Checking the place out…

Haven’t been here in a while, looking around, checking things out. Yep.  Everything is still here.

As hoped for, we are at a point where your medical crises are fewer and farther between.  This frees up some space in my head to think/worry about other things, which is nice.  We have made a couple of major changes/course corrections during the last couple of months, which I think I should document.

First – to hearing aid, or not to hearing aid?  That is the question.  At one point, we thought we were going to take the plunge; as it stands, we are waiting indefinitely until you are old enough to actually take a hearing test and raise your hand when you hear a sound (would this be around age 2?  I’m not sure).

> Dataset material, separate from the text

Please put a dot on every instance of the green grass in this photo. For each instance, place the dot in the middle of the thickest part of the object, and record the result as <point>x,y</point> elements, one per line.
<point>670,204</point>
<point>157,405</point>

Second – digestion.  I think we have this worked out (no pun intended) a little bit better.  We’re easing off the miralax, and ensuring you get 6 grams of fiber every day.  We give you a breakfast bar with 3 grams every morning, and try to give you high fiber snacks to get another gram or two in you every day, and then figure the last gram comes from your “regular” food.  You are drinking much less milk now, so that may have helped as well.  We’ll probably still need miralax periodically, but right now we’re giving it to you every few days, rather than every day, which is humongous progress.

Even though, at sixteen months old, you’re starting to get the will of a toddler, you are still a joy and a delight to me Miss M.  Always so full of smiles and humor.

PTSD

Is it possible that medical trauma, suffered by children, can cause post-traumatic stress disorder in their parents?  From my research on myself, a sample size of 1, I’d conclude that yes, it is possible.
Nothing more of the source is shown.